Tetra locomotion


A tetra design is composed with 2 motors, each driving two wheels. The motors have a pinion that drives two gears attached to the wheels.

Both the pinion and the gear must have the same module. There is a simple equation that relates the module, the number of teeth and the reference diameter of the gear:

\[M = \frac{D_r}{Z}\]

When working with gears there are 3 different diameter that we could refer to: the internal, the reference and the external diameters.


External, reference and internal diameters in a gear.

The external diameter can be calculated with:

\[D_e = M (Z + 2) = D_r + 2 M\]

The resulting locomotion in a tetra design looks like this:


Tetra locomotion design.


Note we have two important restrictions:

  • The wheel must have a diameter greater than the external gear diameter \(D_e^{gear}\). Otherwise the gear would be in contact with the floor.
  • The wheel must have a diameter smaller than the reference diameter of the gear plus the reference diameter of the pinion \(D_r^{gear} + D_r^{pinion}\). Otherwise the two wheels would be in contact with eachother.
  • We will usually want to keep some space between the floor and the base of the robot (i.e.: the PCB).

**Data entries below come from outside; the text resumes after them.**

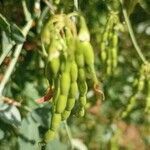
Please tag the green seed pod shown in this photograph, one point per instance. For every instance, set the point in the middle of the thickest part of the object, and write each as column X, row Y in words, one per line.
column 55, row 121
column 61, row 104
column 81, row 75
column 92, row 73
column 65, row 114
column 109, row 67
column 79, row 57
column 84, row 34
column 65, row 83
column 57, row 1
column 79, row 60
column 56, row 90
column 103, row 52
column 81, row 112
column 82, row 100
column 46, row 34
column 54, row 65
column 114, row 49
column 49, row 75
column 82, row 85
column 147, row 108
column 49, row 135
column 87, row 52
column 130, row 106
column 70, row 104
column 73, row 90
column 141, row 82
column 74, row 71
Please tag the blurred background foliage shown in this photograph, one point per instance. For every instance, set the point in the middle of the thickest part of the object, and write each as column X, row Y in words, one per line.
column 23, row 125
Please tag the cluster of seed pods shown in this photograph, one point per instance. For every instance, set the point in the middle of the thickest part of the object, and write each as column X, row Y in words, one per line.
column 142, row 87
column 70, row 58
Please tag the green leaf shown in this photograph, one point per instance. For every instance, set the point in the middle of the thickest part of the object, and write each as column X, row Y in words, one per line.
column 130, row 5
column 4, row 24
column 145, row 4
column 16, row 34
column 10, row 114
column 30, row 133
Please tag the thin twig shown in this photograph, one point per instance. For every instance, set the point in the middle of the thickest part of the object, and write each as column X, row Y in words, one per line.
column 76, row 5
column 14, row 59
column 26, row 12
column 6, row 52
column 12, row 102
column 69, row 134
column 134, row 41
column 52, row 9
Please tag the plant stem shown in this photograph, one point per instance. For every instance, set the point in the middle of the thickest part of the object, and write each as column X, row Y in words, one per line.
column 134, row 41
column 14, row 59
column 76, row 5
column 5, row 53
column 69, row 134
column 26, row 12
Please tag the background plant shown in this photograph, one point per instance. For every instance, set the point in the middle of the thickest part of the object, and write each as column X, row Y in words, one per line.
column 22, row 78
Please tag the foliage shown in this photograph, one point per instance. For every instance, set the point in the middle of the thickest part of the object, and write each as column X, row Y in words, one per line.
column 115, row 123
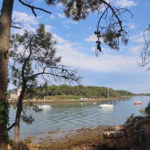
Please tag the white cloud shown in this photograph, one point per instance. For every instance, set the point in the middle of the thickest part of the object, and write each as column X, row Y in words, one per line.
column 52, row 16
column 131, row 26
column 61, row 15
column 92, row 38
column 72, row 55
column 124, row 3
column 21, row 17
column 136, row 49
column 70, row 22
column 139, row 38
column 66, row 26
column 48, row 28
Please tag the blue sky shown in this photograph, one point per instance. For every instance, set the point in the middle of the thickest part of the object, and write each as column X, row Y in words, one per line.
column 76, row 45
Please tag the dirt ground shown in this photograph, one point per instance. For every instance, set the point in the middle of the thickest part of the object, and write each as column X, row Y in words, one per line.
column 82, row 139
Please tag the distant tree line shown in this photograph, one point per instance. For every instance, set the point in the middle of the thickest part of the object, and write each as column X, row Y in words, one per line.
column 80, row 90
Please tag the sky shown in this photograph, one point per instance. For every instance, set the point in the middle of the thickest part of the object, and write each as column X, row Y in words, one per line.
column 76, row 44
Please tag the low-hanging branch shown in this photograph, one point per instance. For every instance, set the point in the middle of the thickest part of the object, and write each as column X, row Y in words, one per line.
column 34, row 7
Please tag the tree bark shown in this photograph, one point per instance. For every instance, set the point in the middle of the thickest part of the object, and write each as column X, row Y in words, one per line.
column 5, row 24
column 18, row 114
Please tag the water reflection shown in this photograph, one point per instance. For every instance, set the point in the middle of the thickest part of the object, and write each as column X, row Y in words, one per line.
column 77, row 115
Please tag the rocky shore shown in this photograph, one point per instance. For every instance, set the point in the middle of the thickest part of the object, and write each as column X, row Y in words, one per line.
column 131, row 136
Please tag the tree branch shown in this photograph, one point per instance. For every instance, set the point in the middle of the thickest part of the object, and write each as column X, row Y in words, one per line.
column 16, row 27
column 11, row 126
column 33, row 8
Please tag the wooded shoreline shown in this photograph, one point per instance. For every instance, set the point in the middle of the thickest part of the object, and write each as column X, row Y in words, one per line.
column 55, row 100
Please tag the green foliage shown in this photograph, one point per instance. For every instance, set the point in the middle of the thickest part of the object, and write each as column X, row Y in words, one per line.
column 74, row 92
column 4, row 110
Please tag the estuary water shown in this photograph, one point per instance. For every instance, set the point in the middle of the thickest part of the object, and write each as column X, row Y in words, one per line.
column 72, row 116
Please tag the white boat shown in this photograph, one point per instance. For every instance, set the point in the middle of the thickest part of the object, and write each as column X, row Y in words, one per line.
column 44, row 106
column 106, row 105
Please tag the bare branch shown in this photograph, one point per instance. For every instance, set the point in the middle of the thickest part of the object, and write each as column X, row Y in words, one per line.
column 33, row 8
column 16, row 27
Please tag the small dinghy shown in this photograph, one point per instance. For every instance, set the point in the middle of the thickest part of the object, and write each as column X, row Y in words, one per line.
column 44, row 106
column 138, row 103
column 106, row 105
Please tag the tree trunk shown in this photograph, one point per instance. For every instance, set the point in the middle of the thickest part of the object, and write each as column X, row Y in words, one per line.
column 18, row 114
column 5, row 24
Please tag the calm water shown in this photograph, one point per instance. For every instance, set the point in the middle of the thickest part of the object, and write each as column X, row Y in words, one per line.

In some cases, keeping that space between the floor and the PCB is not a problem:

(Source code, png, hires.png, pdf)


If the configuration leaves too little space between the PCB and the floor then we can always shift the motor a bit up:

(Source code, png, hires.png, pdf)



Shifting the motor up will shift the center of mass of the robot a bit up as well. It will also compesate worse the forces generated because of the contact between the gears, although this might have a very little impact overall.

Of course, another alternative is to cut the base/PCB to allow the motor to pass through it. As a downside, cutting the PCB might not be easy and might not left much area connecting the front and the back parts of the robot.